I have a 2015 sedan with a persistent engine misfire that's been throwing a P0304 code for cylinder 4. I've already swapped the coil pack and spark plug with ones from a known-good cylinder, but the misfire didn't move, so it's not those components. The fuel injector clicks when tested, and a compression test showed normal results. I'm a decent home mechanic but stuck on what to check next—could it be a vacuum leak specific to that runner, a failing fuel injector driver in the ECU, or something else less obvious? Any guidance on systematic diagnosis would be appreciated.
You're chasing a stubborn cylinder. Here's a clean, repeatable diagnostic path you can follow:
1) Verify the misfire with live data—confirm cylinder 4 shows a misfire event and that short-term fuel trims swing oddly when it misfires.
2) Do an injector swap test: move the injector from cylinder 4 to another cylinder (say cylinder 1) and see if the misfire follows the injector. If it does, the injector or its wiring is the culprit; if not, the problem is likely the injector drive circuit or PCM.
3) Inspect the injector drive/wiring: check the connector on cylinder 4 for corrosion, and test continuity pin‑to‑pin and injector resistance to ensure it matches the others.
4) Check rail pressure and flow: attach a fuel pressure gauge and verify steady pressure when the injector is commanded on, and look for any drop under load or cranking.
5) Inspect for air leaks around cylinder 4: inspect the intake runner, manifold gasket, PCV hoses, and related plumbings. A smoke test or a propane/flow spray test can reveal leaks by the engine reacting.
6) If you still have nothing, do a leak‑down test on cylinder 4 to rule out valve seating or a dynamic compression issue under load.
If you want, tell me your engine family (do you have port fuel injection or direct injection, number of cylinders) and any other symptoms (idle quality, RPM ranges), and I’ll tailor the test steps.

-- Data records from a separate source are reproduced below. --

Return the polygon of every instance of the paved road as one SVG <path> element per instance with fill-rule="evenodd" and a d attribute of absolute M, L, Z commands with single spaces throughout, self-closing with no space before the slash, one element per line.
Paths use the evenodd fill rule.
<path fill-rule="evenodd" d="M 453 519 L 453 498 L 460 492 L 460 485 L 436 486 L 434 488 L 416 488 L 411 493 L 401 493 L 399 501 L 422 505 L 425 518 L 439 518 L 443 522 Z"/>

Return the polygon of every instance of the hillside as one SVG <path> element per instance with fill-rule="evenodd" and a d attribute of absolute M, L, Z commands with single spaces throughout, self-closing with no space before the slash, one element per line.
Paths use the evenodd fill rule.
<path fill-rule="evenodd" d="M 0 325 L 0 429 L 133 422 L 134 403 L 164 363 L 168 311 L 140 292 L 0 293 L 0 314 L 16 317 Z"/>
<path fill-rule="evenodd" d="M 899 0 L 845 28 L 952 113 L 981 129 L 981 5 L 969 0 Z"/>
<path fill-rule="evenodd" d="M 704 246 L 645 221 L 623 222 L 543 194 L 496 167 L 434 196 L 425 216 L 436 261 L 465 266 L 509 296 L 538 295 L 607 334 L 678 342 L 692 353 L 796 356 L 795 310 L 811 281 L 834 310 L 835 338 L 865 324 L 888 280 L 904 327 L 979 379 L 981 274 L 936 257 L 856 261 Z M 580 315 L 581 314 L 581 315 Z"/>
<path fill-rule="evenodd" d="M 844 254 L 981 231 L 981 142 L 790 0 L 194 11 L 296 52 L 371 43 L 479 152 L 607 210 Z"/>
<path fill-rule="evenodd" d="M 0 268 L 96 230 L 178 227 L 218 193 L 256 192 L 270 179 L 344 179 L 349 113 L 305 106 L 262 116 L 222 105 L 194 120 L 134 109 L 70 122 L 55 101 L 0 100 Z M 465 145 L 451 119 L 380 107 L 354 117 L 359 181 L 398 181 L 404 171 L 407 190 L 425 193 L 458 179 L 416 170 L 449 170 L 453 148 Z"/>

Take a data-first approach and keep the steps concrete. A straightforward sequence to try:
1) Confirm misfire with live data and observe cylinder 4’s fuel trim signature when it misfires.
2) Swap the injector (as above) to see whether misfire behavior follows the injector or stays on cylinder 4; that tells you if the issue is injector/wiring versus the driver/PCM.
3) Check the injector circuit end-to-end: connector integrity, continuity, and compare injector resistance to the other cylinders.
4) Verify fuel pressure is steady when the injector is pulsed; a failing pump, clogged filter, or regulator can hide here.
5) Look for vacuum leaks around the cylinder 4 intake path with spray/propane or a smoke test; any RPM change points to a leak.
6) If it still won’t break, perform a leak-down test on cylinder 4.
Share specifics (engine type, modifications, any other codes), and I’ll sketch a precise, step‑by‑step plan you can run.
Short, practical checklist:
• Confirm misfire with live data (cylinder 4).
• Swap injector to test if the misfire follows injector vs. cylinder.
• Check injector drive wiring and resistance; compare to the others.
• Verify rail pressure stays steady when injector is energized.
• Check for vacuum leaks around cylinder 4 intake runner; try a smoke test.
• If unresolved, perform a leak-down test to assess valve seating.
If you want, share your engine type and any other symptoms and I’ll tailor the plan to your car.
What else would help? If you can share the engine family (Cylinders, turbocharged?), fuel system (port vs direct injection), and whether you’ve seen things like lean symptoms under boost or at idle, I can tailor a precise test order. In short: confirm misfire with data, test injector/circuit with a swap, verify fuel pressure, then hunt vacuum leaks or valve concerns. If you want, I can draft a one-page diagnostic checklist you can print and follow while you’re under the hood.